Contents of the invention

In order to overcome the above-mentioned defects, the present invention provides a double-column rocking seismic isolation pier structure system, which can reduce the seismic force on the structure under the premise of ensuring sufficient strength and rigidity, provide effective energy dissipation capacity and self-resetting ability, and avoid Severe damage and large residual deformation occurred in the structure to meet the high seismic requirements of the bridge structure.

The purpose of the present invention is to provide a double-column rocking earthquake-isolated pier structure system, which is characterized in that: the double-column rocking earthquake-isolated pier structure system is mainly composed of a bridge superstructure (1), a reinforced concrete pier segment (2) , cap (3), pile foundation (4), steel pipe concrete pier segment (5), external mild steel damper (6), unbonded prestressed steel bar (7), rubber cushion (12), bearing The steel backing plate (13) with hemispherical convex groove embedded in the platform, the steel pipe concrete pin (15), the shape memory alloy hollow cylinder (17) and the mild steel hollow cylinder (18) are composed of the bridge superstructure (1). There are two sections of reinforced concrete pier sections (2) side by side below, each section of reinforced concrete pier section (2) is a steel pipe concrete pier section (5), and below each section of steel pipe concrete pier section (5) is Cap (3), the following of each cap (3) are two pile foundations (4) side by side;

The bridge superstructure (1) and the reinforced concrete pier section (2) are connected through four parallel unbonded prestressed steel bars (7) inside the bridge superstructure (1) and the reinforced concrete pier section (2) Reserve a cylindrical hole through the steel cover (16) between the four parallel unbonded prestressed steel bars (7) at the bottom of the bridge superstructure (1), and place a steel pipe concrete pin (15) in the cylindrical hole, A shape memory alloy hollow cylinder (17) and a soft steel hollow cylinder (18) welded on the steel tube concrete pin (15) are arranged between the steel cover (16) and the steel tube concrete pin (15), and the shape memory The alloy hollow cylinder (17) and the mild steel hollow cylinder (18) are in an up-down relationship; the central axis of the shape memory alloy hollow cylinder (17) and the mild steel hollow cylinder (18) are connected with the steel pipe concrete pin The central axis of (15) is vertical; one end of the steel pipe concrete pin (15) is placed on the steel cover (16), the other end is located in the reinforced concrete pier section (2), and the steel pipe located inside the reinforced concrete pier section (2) The outer surface of the concrete pin (15) section is provided with a shear stud.

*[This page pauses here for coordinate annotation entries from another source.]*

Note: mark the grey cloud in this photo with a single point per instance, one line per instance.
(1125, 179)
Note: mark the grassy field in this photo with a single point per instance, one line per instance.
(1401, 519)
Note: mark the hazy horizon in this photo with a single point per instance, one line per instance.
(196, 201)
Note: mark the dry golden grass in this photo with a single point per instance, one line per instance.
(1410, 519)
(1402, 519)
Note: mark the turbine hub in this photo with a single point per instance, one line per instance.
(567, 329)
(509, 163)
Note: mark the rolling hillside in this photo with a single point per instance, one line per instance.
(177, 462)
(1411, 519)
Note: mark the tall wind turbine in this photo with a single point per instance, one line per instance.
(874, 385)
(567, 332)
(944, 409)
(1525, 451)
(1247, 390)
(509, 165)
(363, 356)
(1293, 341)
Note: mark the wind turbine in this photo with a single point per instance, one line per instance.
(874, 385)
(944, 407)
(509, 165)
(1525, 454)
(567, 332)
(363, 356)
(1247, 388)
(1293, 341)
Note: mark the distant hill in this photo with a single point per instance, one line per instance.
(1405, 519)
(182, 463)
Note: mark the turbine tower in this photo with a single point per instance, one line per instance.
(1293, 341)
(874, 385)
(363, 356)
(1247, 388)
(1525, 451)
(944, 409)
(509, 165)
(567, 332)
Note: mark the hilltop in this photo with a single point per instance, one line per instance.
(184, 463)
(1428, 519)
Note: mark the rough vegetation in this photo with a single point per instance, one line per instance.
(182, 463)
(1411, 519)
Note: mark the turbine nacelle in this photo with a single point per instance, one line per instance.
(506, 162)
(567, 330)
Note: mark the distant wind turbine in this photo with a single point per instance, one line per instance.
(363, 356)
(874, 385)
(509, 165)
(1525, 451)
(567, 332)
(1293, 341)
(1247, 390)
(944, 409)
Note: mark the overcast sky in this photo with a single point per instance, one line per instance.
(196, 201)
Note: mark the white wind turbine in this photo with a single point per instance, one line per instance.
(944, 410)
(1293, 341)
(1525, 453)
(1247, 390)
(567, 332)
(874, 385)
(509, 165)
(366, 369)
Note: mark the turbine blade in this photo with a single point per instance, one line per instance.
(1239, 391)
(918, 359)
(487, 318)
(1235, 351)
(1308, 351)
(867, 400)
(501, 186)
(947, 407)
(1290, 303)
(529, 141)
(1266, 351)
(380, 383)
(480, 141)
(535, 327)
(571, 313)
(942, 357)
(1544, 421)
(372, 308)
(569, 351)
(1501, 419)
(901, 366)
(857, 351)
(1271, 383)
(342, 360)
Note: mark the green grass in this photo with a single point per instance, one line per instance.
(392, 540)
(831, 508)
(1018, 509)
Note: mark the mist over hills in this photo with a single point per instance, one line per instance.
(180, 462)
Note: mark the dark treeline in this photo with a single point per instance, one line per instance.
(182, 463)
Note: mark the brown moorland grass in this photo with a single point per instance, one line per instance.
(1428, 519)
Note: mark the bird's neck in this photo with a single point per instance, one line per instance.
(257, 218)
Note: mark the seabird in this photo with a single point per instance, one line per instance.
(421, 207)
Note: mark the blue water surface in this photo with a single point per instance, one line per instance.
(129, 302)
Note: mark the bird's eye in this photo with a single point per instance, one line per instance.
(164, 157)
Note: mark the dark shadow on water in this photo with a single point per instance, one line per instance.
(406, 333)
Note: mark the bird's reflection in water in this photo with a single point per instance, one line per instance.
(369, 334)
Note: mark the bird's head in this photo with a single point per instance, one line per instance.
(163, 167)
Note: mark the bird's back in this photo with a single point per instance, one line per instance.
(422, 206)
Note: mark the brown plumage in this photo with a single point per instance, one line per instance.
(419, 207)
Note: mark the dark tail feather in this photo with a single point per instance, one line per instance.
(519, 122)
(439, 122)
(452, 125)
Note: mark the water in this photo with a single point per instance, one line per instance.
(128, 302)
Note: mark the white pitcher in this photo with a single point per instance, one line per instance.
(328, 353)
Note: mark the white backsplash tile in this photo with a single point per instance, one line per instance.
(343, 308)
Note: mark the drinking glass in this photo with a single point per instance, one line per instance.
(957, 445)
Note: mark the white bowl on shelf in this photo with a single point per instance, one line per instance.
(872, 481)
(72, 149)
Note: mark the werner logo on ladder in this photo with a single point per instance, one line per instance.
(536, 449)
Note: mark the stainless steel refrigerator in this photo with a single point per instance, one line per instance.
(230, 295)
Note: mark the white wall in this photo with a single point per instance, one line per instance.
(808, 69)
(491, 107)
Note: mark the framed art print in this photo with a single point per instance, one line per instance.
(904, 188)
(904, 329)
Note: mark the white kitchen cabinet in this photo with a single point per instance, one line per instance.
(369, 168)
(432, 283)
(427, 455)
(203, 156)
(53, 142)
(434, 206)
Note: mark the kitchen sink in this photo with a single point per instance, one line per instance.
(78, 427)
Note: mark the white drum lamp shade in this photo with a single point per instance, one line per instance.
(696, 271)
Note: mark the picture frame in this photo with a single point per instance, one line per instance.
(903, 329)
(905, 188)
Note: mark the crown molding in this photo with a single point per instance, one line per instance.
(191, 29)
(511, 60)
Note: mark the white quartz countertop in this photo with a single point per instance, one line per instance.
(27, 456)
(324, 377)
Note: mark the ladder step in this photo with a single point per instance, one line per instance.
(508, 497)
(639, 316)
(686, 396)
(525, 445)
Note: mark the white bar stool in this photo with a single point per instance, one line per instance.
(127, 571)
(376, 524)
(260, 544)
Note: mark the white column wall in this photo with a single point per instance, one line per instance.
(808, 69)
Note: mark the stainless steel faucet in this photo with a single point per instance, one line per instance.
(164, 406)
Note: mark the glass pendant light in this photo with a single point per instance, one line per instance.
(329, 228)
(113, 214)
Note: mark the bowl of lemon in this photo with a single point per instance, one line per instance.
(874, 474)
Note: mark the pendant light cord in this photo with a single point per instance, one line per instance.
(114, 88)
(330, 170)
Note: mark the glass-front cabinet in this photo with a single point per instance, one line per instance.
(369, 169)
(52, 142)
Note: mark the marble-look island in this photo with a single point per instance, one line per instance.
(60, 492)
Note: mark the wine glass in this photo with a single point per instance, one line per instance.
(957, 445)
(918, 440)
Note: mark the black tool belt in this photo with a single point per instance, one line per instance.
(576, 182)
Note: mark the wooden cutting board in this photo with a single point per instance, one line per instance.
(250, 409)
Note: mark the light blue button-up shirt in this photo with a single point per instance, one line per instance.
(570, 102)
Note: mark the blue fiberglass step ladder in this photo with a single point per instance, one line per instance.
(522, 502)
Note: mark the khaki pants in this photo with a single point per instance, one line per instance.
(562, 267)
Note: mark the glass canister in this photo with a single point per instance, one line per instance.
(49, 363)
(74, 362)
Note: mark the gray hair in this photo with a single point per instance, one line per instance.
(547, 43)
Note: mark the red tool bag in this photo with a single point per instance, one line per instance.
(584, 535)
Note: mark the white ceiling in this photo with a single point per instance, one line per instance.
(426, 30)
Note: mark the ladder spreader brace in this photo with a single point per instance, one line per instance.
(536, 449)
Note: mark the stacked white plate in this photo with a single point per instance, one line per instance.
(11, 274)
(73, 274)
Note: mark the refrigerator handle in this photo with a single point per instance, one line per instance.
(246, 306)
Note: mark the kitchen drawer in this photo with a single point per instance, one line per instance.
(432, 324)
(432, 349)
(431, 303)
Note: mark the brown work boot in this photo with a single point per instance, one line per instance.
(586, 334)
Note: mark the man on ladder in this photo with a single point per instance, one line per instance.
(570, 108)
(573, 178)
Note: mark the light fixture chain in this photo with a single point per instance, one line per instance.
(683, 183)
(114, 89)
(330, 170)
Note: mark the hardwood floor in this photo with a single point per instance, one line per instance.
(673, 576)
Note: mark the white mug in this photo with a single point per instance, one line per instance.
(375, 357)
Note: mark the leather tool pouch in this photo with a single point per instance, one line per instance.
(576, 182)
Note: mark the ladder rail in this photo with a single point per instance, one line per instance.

There is a space between the reinforced concrete pier segment (2) and the cap (3), and the reinforced concrete pier segment (2) and the cap (3) are connected by a steel tube concrete pier segment (5); the steel tube concrete pier segment ( The upper end of 5) is inserted into the reinforced concrete pier segment (2), and there are shear studs on the outer surface of the reinforced concrete pier segment (2), and there are steel flanges at the end; the upper surface of the cap (3) A round platform hole is provided, the upper top surface area of the round platform hole is greater than the lower bottom surface area, the bottom of the round platform hole is a steel backing plate (13) with hemispherical protrusions, and there are shears on the periphery of the steel backing plate (13) with hemispherical protrusions. The periphery of the steel backing plate (13) with strong studs and hemispherical protrusions is pre-buried in the cap (3); a layer of rubber cushion (12) is arranged on the side wall of the round platform hole; the steel pipe concrete pier segment (5) The lower end of the steel pipe concrete pier section (5) is located in the hole of the round platform, and the lower end port of the steel pipe concrete pier section (5) is a steel plate with a groove, and the groove is fitted together with the hemispherical protrusion of the steel backing plate (13); (5) There are multiple independent external soft steel dampers between the outer reinforced concrete pier section (2) and the cap (3); the unbonded prestressed steel bar (7) runs through the reinforced concrete pier section (2 ), concrete-filled steel tube pier segments (5) and caps (3).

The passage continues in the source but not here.